U.S. Attorney Tristram Coffin, Vermont Attorney General Bill Sorrell and others think nothing of jailing these kids at $50,000 a year, but we cringe at "free college," which costs half as much? And maybe some Rutland Police Department problems could be averted with an alcohol ignition interlock that would only allow the sober to start and drive the car.
And, of course, you just had to mention the huffing fatality that killed 17-year-old Carly Ferro, but no mention of the "occupants" seen throwing beer cans and bottles from the vehicle. The "aerosol" seems to take precedence — sensationalism works!
It's good to see the Peter Principle working for Baker, now going to D.C., where he'll truly rise to his level of incompetence! The "drug laws" are racist and insane, the cops are drunk, paranoid and insane, and we are clinically insane for continuing a prohibition policy that doesn't work and never has. Witness the gentle hand of "justice" that shuffled a shifty drug-and gun-stealing cop off to rehab for breaching the public trust. Remember the "missing" cocaine in Williston last year? They should test all "evidence" for purity at the time of confiscation to keep cops from "cutting" it and helping themselves to a free and lucrative supply.
Will we lose some people to legalization? Sure, and we're gonna lose 'em anyway. Time to end the "drug war," once and for all. Stick a fork in it; it's done.
Rutland police chief James Baker forbade officers from referring to Rutland by a pejorative moniker because it devalues the city ["Leaving 'Rut-Vegas': Influential Police Chief Has a New Gig," November 19]. Police officers must respect the community they serve. Seven Days has the same responsibility. Your headline is offensive and contributes to perpetuation of a negative view of Rutland — a small city struggling with the same economic and cultural issues that affect many communities in our state. Give Rutland a break. The community is shining a light on problems and developing solutions.

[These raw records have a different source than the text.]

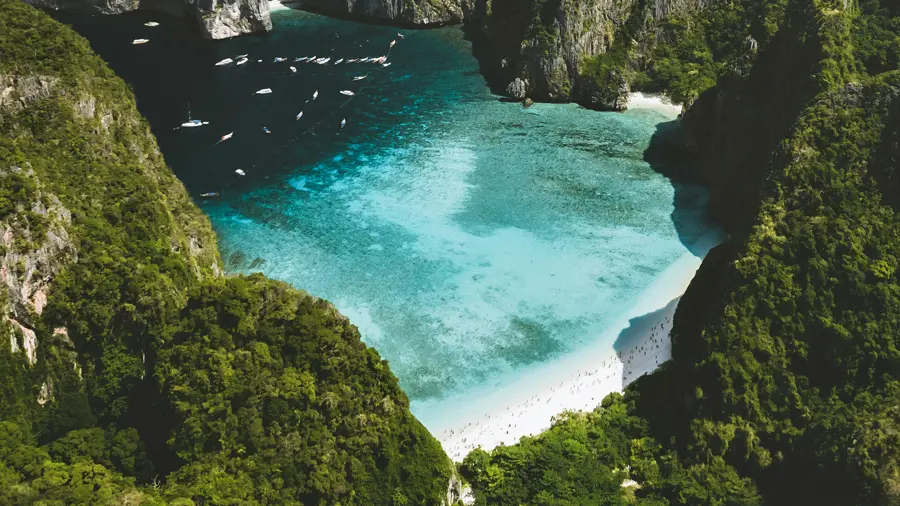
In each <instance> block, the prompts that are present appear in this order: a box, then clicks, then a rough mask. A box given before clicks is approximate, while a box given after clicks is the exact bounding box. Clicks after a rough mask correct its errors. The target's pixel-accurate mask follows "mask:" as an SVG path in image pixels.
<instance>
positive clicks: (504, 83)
mask: <svg viewBox="0 0 900 506" xmlns="http://www.w3.org/2000/svg"><path fill="white" fill-rule="evenodd" d="M715 1H716V0H655V1H652V2H648V3H647V4H644V6H643V8H640V7H641V5H642V4H641V2H637V1H635V0H578V1H575V0H560V1H559V2H556V3H553V2H549V1H547V2H542V3H539V2H538V1H537V0H534V1H533V2H531V3H533V4H534V5H524V6H523V5H522V2H519V1H515V0H475V2H474V3H473V4H471V5H470V6H469V7H468V8H467V12H466V16H467V22H469V23H470V26H471V28H472V29H473V31H474V32H475V33H476V34H478V35H480V38H481V39H482V42H483V43H484V45H485V46H486V48H485V49H484V50H483V51H482V52H481V53H482V55H483V58H482V59H483V60H485V59H486V60H487V61H484V62H483V63H484V64H485V67H487V69H488V73H489V79H490V80H492V81H493V82H494V83H495V84H496V85H497V88H499V89H506V90H507V92H508V93H509V94H510V95H511V96H513V97H515V98H523V97H524V96H528V97H531V98H533V99H535V100H543V101H552V102H561V101H570V100H574V101H577V102H579V103H581V104H582V105H585V106H587V107H592V108H597V109H614V110H621V109H623V108H624V104H625V98H626V96H627V94H628V84H627V81H626V80H625V78H624V76H623V75H622V74H621V73H616V74H615V75H601V76H590V77H589V76H587V75H586V73H588V72H589V71H590V69H589V68H588V66H589V62H590V60H591V59H593V58H594V57H596V56H598V55H601V54H604V53H606V52H607V51H608V50H609V49H610V47H611V46H612V44H613V42H614V41H615V40H616V37H617V35H618V32H619V29H620V28H622V27H623V26H624V25H625V23H626V22H627V21H629V19H635V17H637V19H639V20H641V23H643V24H646V22H648V21H650V20H652V19H658V18H662V17H665V16H670V15H673V14H679V13H684V12H687V11H690V10H692V9H699V8H703V7H708V6H709V5H712V4H713V3H714V2H715ZM536 12H537V13H538V14H535V13H536ZM598 79H599V80H601V81H603V80H607V82H606V83H605V84H606V85H607V86H606V88H607V89H608V90H612V92H609V91H605V92H602V91H601V90H599V89H598V87H597V85H596V82H597V80H598ZM521 83H524V84H525V88H524V93H523V90H522V85H521ZM513 92H515V93H513Z"/></svg>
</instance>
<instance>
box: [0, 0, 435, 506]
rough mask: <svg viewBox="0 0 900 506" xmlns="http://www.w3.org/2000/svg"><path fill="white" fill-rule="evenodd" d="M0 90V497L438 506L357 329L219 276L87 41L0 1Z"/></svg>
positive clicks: (249, 281)
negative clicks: (5, 281) (32, 359)
mask: <svg viewBox="0 0 900 506" xmlns="http://www.w3.org/2000/svg"><path fill="white" fill-rule="evenodd" d="M0 91H2V93H0V181H2V183H0V237H2V240H3V243H2V244H3V245H4V246H3V249H2V251H0V262H2V268H3V270H2V271H3V275H4V276H6V277H7V278H6V279H7V281H8V283H7V284H5V285H4V286H5V287H6V286H8V289H4V290H3V291H0V302H2V305H0V307H2V308H3V311H4V313H3V319H4V323H3V324H0V344H2V345H0V503H2V504H11V505H18V504H44V505H63V504H66V505H68V504H178V505H182V506H184V505H190V504H198V505H199V504H205V505H224V504H229V505H230V504H242V505H251V504H294V505H300V504H303V505H306V506H310V505H325V504H343V505H352V504H357V505H371V504H386V505H414V504H415V505H424V506H431V505H436V504H441V503H445V502H446V501H447V500H448V498H447V494H448V487H449V486H450V482H451V478H452V472H453V470H452V466H451V465H450V462H449V460H448V459H447V457H446V456H445V455H444V453H443V451H442V450H441V448H440V445H439V444H438V442H437V441H436V440H435V439H434V438H432V437H431V435H430V434H428V432H427V431H426V430H425V429H424V427H422V426H421V424H419V423H418V422H417V421H416V420H415V419H414V418H413V417H412V415H411V414H410V413H409V409H408V408H409V406H408V401H407V399H406V397H405V395H404V394H403V392H402V391H401V390H400V389H399V387H398V386H397V381H396V378H394V376H393V375H392V374H391V372H390V369H389V368H388V365H387V363H385V362H384V361H382V360H381V359H380V358H379V357H378V355H377V353H376V352H375V351H373V350H371V349H368V348H367V347H366V346H365V345H364V344H363V343H362V342H361V341H360V338H359V334H358V332H357V330H356V328H355V327H353V326H352V325H350V323H349V322H348V321H347V320H346V319H345V318H343V317H342V316H341V315H339V314H338V313H337V312H336V311H335V309H334V308H333V307H332V306H331V305H330V304H328V303H326V302H325V301H321V300H317V299H314V298H312V297H310V296H309V295H306V294H304V293H302V292H298V291H296V290H294V289H292V288H290V287H288V286H286V285H283V284H281V283H276V282H273V281H270V280H267V279H265V278H263V277H261V276H251V277H249V278H230V279H224V278H222V277H220V270H221V264H220V261H219V258H218V253H217V252H216V247H215V238H214V235H213V232H212V230H211V228H210V226H209V223H208V221H207V219H206V218H205V217H204V216H203V215H202V213H201V212H200V211H199V210H198V209H197V208H196V207H195V206H194V205H193V203H192V202H191V201H190V199H189V198H188V196H187V195H186V193H185V191H184V188H183V187H182V185H181V184H180V182H178V181H177V179H176V178H175V177H174V176H173V175H172V174H171V172H170V171H169V170H168V168H167V167H166V166H165V163H164V161H163V158H162V155H161V154H160V153H159V150H158V148H157V146H156V143H155V141H154V140H153V137H152V135H151V134H150V131H149V128H148V127H147V125H146V123H145V122H144V121H143V120H142V119H141V118H140V116H139V114H138V113H137V110H136V108H135V104H134V98H133V97H132V95H131V93H130V90H129V89H128V87H127V86H126V85H125V83H123V82H122V81H121V80H120V79H118V78H116V77H115V76H114V75H113V74H112V72H111V71H110V70H109V69H108V68H107V67H106V65H105V64H104V63H103V62H102V61H101V60H100V59H99V58H98V57H97V56H96V55H94V54H93V53H92V52H91V51H90V48H89V47H88V45H87V43H86V41H84V40H83V39H82V38H81V37H79V36H77V35H76V34H75V33H74V32H72V31H71V30H69V29H68V28H66V27H63V26H62V25H60V24H58V23H56V22H54V21H52V20H51V19H50V18H49V17H47V16H46V15H45V14H43V13H41V12H39V11H37V10H35V9H33V8H31V7H29V6H27V5H25V4H24V3H21V2H18V1H15V0H0ZM9 283H12V284H9ZM43 297H46V304H45V303H44V302H43V300H44V299H43ZM32 337H33V339H32ZM32 348H33V349H34V350H35V356H34V360H32V359H31V358H30V357H29V355H28V353H30V351H29V350H31V349H32Z"/></svg>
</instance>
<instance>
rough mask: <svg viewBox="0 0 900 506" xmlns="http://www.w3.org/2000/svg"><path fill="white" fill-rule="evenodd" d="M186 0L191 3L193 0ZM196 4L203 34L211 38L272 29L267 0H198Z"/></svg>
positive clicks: (207, 37) (195, 12)
mask: <svg viewBox="0 0 900 506" xmlns="http://www.w3.org/2000/svg"><path fill="white" fill-rule="evenodd" d="M187 1H188V5H191V4H193V2H194V0H187ZM194 6H195V9H194V13H195V15H196V16H197V20H198V21H200V26H201V27H202V28H203V35H204V36H206V37H207V38H210V39H227V38H229V37H234V36H237V35H242V34H245V33H255V32H268V31H269V30H271V29H272V18H271V17H270V14H269V2H268V0H196V4H194Z"/></svg>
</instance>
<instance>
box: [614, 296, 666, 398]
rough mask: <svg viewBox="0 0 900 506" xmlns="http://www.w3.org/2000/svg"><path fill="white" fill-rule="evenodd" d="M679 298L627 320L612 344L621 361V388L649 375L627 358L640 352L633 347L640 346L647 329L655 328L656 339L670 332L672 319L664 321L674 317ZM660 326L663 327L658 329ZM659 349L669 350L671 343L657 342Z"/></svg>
mask: <svg viewBox="0 0 900 506" xmlns="http://www.w3.org/2000/svg"><path fill="white" fill-rule="evenodd" d="M680 299H681V297H680V296H679V297H675V298H674V299H672V300H670V301H669V302H668V303H667V304H666V305H665V306H663V307H661V308H659V309H657V310H655V311H651V312H649V313H646V314H643V315H641V316H637V317H635V318H632V319H630V320H628V326H627V327H625V328H624V329H622V332H620V333H619V336H618V337H617V338H616V341H615V342H614V343H613V349H614V350H616V354H617V355H619V356H620V359H621V360H622V363H623V367H622V388H623V389H624V388H625V386H626V385H627V384H628V383H629V382H631V381H634V380H636V379H637V378H638V377H639V376H638V375H639V374H642V373H649V372H652V371H646V370H644V371H641V370H640V369H639V368H638V367H637V366H636V363H635V362H634V361H632V363H629V360H628V359H629V358H630V357H631V356H632V353H635V352H639V351H640V350H634V348H635V346H638V345H640V344H641V338H642V337H643V336H644V335H646V334H647V332H648V329H651V328H653V327H654V326H656V327H657V330H656V332H657V334H658V335H659V336H658V337H661V336H662V335H664V334H663V332H665V335H668V332H669V331H671V330H672V320H673V318H671V317H670V318H669V321H668V322H667V321H666V316H667V315H669V314H672V315H674V313H675V307H676V306H677V305H678V301H679V300H680ZM660 325H662V326H663V327H662V328H660ZM658 344H659V345H660V346H661V347H668V348H670V349H671V341H669V342H668V343H663V342H662V340H660V341H659V342H658ZM660 365H662V362H661V363H659V364H657V366H660Z"/></svg>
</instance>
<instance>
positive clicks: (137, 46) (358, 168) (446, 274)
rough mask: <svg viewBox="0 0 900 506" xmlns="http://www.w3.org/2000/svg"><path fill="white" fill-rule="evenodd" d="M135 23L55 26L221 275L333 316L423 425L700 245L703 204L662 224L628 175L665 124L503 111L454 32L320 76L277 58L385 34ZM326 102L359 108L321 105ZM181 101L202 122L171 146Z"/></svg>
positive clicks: (497, 101)
mask: <svg viewBox="0 0 900 506" xmlns="http://www.w3.org/2000/svg"><path fill="white" fill-rule="evenodd" d="M151 18H152V19H157V20H160V17H159V16H148V15H146V14H138V15H130V16H124V17H120V18H101V17H77V16H72V17H67V18H65V19H64V21H67V22H71V23H74V24H75V26H76V28H77V29H78V30H79V31H81V32H82V33H83V34H85V35H86V36H87V37H88V38H89V39H90V40H91V43H92V44H93V45H94V47H95V48H96V49H97V50H98V51H99V52H100V53H101V55H102V56H104V58H106V59H107V60H108V61H110V63H111V65H112V66H113V68H114V69H115V70H116V71H117V72H118V73H119V74H120V75H122V76H123V77H125V79H126V80H128V81H129V82H130V83H131V84H132V85H133V87H134V89H135V92H136V94H137V96H138V100H139V107H140V108H141V111H142V112H143V113H144V114H145V115H146V116H147V117H148V119H149V121H150V123H151V126H152V128H153V130H154V132H155V133H156V134H157V136H158V138H159V141H160V145H161V147H162V149H163V153H164V154H165V156H166V158H167V160H168V162H169V163H170V165H171V166H172V167H173V168H174V169H175V171H176V173H177V174H178V175H179V177H181V178H182V180H183V181H184V182H185V183H186V185H187V186H188V188H189V189H190V191H191V192H192V193H193V194H194V195H199V194H200V193H202V192H206V191H216V190H220V191H221V195H220V196H219V197H218V198H216V199H210V200H200V201H199V203H200V205H201V206H202V207H203V209H204V211H205V212H207V213H208V214H209V216H210V218H211V219H212V222H213V224H214V226H215V228H216V231H217V233H218V235H219V241H220V247H221V250H222V255H223V258H224V259H225V261H226V266H227V268H228V270H229V271H231V272H254V271H262V272H264V273H266V274H267V275H269V276H271V277H274V278H277V279H281V280H285V281H288V282H290V283H292V284H293V285H295V286H297V287H298V288H302V289H305V290H307V291H309V292H310V293H312V294H315V295H317V296H321V297H324V298H326V299H328V300H330V301H332V302H333V303H335V304H336V305H337V307H338V308H339V309H340V311H341V312H343V313H344V314H346V315H347V316H349V317H350V318H351V320H352V321H353V323H355V324H356V325H357V326H358V327H359V328H360V331H361V332H362V334H363V336H364V339H365V341H366V342H367V343H368V344H370V345H371V346H374V347H375V348H376V349H377V350H378V351H379V352H380V353H381V355H382V356H383V357H384V358H386V359H387V360H389V361H390V363H391V367H392V369H393V371H394V373H395V374H396V375H397V376H398V378H399V379H400V383H401V385H402V386H403V388H404V389H405V391H406V392H407V394H408V395H409V397H410V398H411V399H412V401H413V409H414V411H415V412H416V414H417V415H418V416H419V417H420V418H421V419H423V421H425V422H426V425H427V424H428V423H429V420H433V419H434V418H435V417H437V416H444V414H440V415H439V413H441V400H442V399H450V398H452V397H459V396H460V395H464V394H465V393H466V392H468V391H471V390H474V389H478V388H483V387H484V386H485V385H492V384H498V383H503V382H506V381H509V380H510V379H511V378H514V377H516V376H517V375H522V374H528V371H529V370H530V369H529V368H530V367H534V366H535V365H536V364H540V363H546V362H547V361H551V360H553V359H554V358H557V357H560V356H561V355H563V354H565V353H568V352H577V350H579V349H580V348H582V347H585V346H587V345H588V344H591V342H592V339H594V338H596V337H597V336H599V335H601V334H602V333H603V331H604V330H606V329H607V327H608V326H609V325H610V324H611V322H612V321H613V320H615V319H616V317H617V316H620V315H621V312H622V311H623V310H624V309H625V308H626V307H627V306H628V304H629V303H630V301H632V300H634V299H635V298H636V297H638V296H639V295H640V294H641V292H643V291H644V289H645V288H647V287H648V286H649V285H650V284H651V283H652V282H653V281H654V279H655V278H656V277H657V276H658V275H659V274H660V273H661V272H662V271H663V270H665V269H666V268H667V267H668V266H669V265H671V264H672V263H673V262H674V261H675V260H677V259H678V258H680V257H681V256H682V255H684V254H685V253H687V251H688V248H687V247H686V246H685V244H688V245H690V243H691V242H692V241H693V240H694V239H695V238H696V237H698V236H699V235H701V234H702V233H704V232H705V227H706V224H705V221H704V219H703V216H702V213H700V212H699V211H698V210H699V209H700V208H701V207H702V206H703V204H704V195H703V193H702V191H699V190H697V189H694V188H688V187H680V188H677V189H678V190H679V191H680V192H681V195H682V196H684V195H688V197H689V198H687V199H684V198H682V199H681V200H683V201H684V202H686V203H685V204H681V205H680V207H682V208H683V209H680V210H679V212H678V213H675V214H674V216H677V217H678V219H673V211H674V207H673V202H674V200H675V196H676V195H675V193H676V188H675V187H673V184H672V183H671V182H670V181H669V180H668V179H666V178H665V177H663V176H661V175H659V174H658V173H656V172H655V171H654V170H653V169H652V168H651V167H650V166H649V165H648V164H647V163H645V162H644V161H643V159H642V156H643V152H644V150H645V149H646V147H647V145H648V143H649V141H650V137H651V135H652V134H653V133H654V131H655V130H656V127H657V125H658V124H659V123H660V122H663V121H667V120H668V119H671V118H667V117H665V116H664V115H663V114H662V113H660V112H656V111H651V110H634V111H629V112H627V113H624V114H615V113H597V112H592V111H587V110H584V109H581V108H579V107H577V106H574V105H549V104H537V105H535V106H533V107H531V108H528V109H525V108H523V107H522V106H521V105H519V104H514V103H505V102H502V101H500V100H498V97H496V96H492V95H491V94H490V92H489V90H488V88H487V87H486V86H485V83H484V80H483V78H482V77H481V76H480V74H478V72H477V68H478V65H477V62H476V61H475V59H474V58H473V57H472V56H471V48H470V44H469V43H468V42H467V41H465V40H464V39H463V36H462V33H461V31H460V30H459V29H454V28H448V29H436V30H429V31H418V32H406V38H405V39H404V40H402V41H399V42H398V44H397V46H396V47H395V48H394V51H393V53H392V54H391V58H390V61H391V62H392V65H391V66H390V67H387V68H381V67H378V66H376V65H360V64H356V65H338V66H334V65H327V66H320V65H315V64H303V63H290V60H291V59H293V57H295V56H312V55H316V56H331V57H332V58H333V59H337V58H341V57H343V58H351V57H361V56H379V55H381V54H384V53H385V52H386V51H387V45H388V43H389V42H390V41H391V40H393V39H394V38H396V37H395V34H396V30H395V29H391V28H389V27H383V26H372V25H361V24H357V23H352V22H347V21H337V20H331V19H326V18H323V17H319V16H315V15H311V14H305V13H300V12H296V11H281V12H277V13H275V15H274V18H275V19H274V21H275V31H274V32H273V33H272V34H270V35H266V36H256V37H244V38H239V39H235V40H229V41H224V42H209V41H198V40H196V39H195V38H194V37H193V36H192V34H190V33H189V31H188V30H187V29H186V28H185V27H184V26H182V25H181V24H180V23H179V22H176V21H174V20H170V19H161V21H162V22H163V26H161V27H159V29H157V31H151V29H148V28H144V27H143V26H142V23H143V21H145V20H147V19H151ZM122 19H125V20H126V21H127V22H125V21H122ZM137 37H147V38H150V39H151V42H150V43H149V44H146V45H144V46H131V45H130V41H131V39H133V38H137ZM360 45H362V46H363V47H359V46H360ZM239 53H250V59H251V63H249V64H247V65H244V66H241V67H228V68H220V67H215V66H214V65H213V63H214V62H216V61H218V60H220V59H222V58H225V57H228V56H230V57H234V55H236V54H239ZM274 56H283V57H287V58H288V59H289V61H288V62H285V63H281V64H273V63H271V62H272V58H273V57H274ZM257 58H261V59H263V60H264V62H263V63H256V60H257ZM288 65H295V66H297V68H298V72H297V74H293V73H291V72H290V71H289V70H288ZM161 68H165V70H164V71H163V70H160V69H161ZM379 69H380V70H379ZM361 74H368V75H369V77H368V78H367V79H365V80H363V81H360V82H356V83H355V82H353V81H352V80H351V77H352V76H355V75H361ZM362 85H365V87H363V86H362ZM264 87H269V88H272V89H273V93H272V94H270V95H265V96H256V95H254V94H253V92H254V91H256V90H257V89H260V88H264ZM341 89H351V90H355V91H356V92H357V95H356V96H355V97H354V98H353V99H352V100H350V101H349V102H347V103H346V105H344V106H343V107H342V108H340V109H338V107H340V106H341V105H342V104H345V101H346V97H343V96H341V95H340V94H338V90H341ZM315 90H318V91H319V93H320V96H319V98H318V100H316V101H314V102H310V103H306V101H307V100H308V99H310V97H311V95H312V93H313V91H315ZM188 102H190V103H191V109H192V112H193V116H194V117H195V118H200V119H203V120H208V121H210V125H209V126H206V127H203V128H198V129H193V130H177V131H176V130H172V127H173V126H176V125H177V124H178V123H180V122H181V121H183V120H184V117H185V115H186V107H187V103H188ZM300 110H303V111H304V117H303V119H302V120H300V121H296V120H295V119H294V116H295V114H296V113H297V112H299V111H300ZM343 118H346V119H347V126H346V127H345V128H344V129H340V128H339V125H338V124H339V122H340V120H341V119H343ZM319 122H321V123H319ZM317 123H318V127H316V128H314V129H312V130H311V131H308V129H309V128H311V127H312V126H313V125H315V124H317ZM263 126H266V127H268V128H269V129H270V130H271V131H272V134H270V135H267V134H265V133H263V132H262V127H263ZM231 131H234V132H235V134H234V138H233V139H231V140H228V141H227V142H225V143H222V144H219V145H215V144H214V143H215V142H216V140H217V138H218V137H219V136H220V135H223V134H225V133H228V132H231ZM304 132H307V133H305V134H304ZM301 134H304V135H301ZM285 146H286V147H285ZM236 168H241V169H243V170H245V171H246V172H247V176H246V177H244V178H239V177H238V176H235V175H234V173H233V171H234V170H235V169H236ZM611 344H612V343H610V345H611Z"/></svg>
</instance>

Rutland is Vermont's hometown. Your headline indicates what you want readers to think of when they think of Rutland. Why deliberately run down Rutland? It's not funny, edgy or cool. The article was positive and highlighted progressive leadership and community-led efforts to create a city even Seven Days readers would find attractive.
Would you use a pejorative term in a headline to refer to any other Vermont city or town? If so, you should reconsider your policy. Readers who never heard that term are now provided with a dim view of Rutland, thanks to that dismissive moniker. Why perpetuate negativity? The city and its inhabitants deserve respect. Please grow up and take responsibility for your power as a thought leader. You may offer an apology using the same size font as the headline.
In last week's Side Dishes story titled "Hoppin' Hills," Hannah Palmer Egan incorrectly reported that Upper Pass brewer Chris Perry "spent time" at Smuttynose Brewing and the Norwich Inn. In fact, Perry brewed at the erstwhile Perfect Pear Café in Bradford, and collaborated with brewers at Smuttynose and Norwich Inn, but was not employed by either.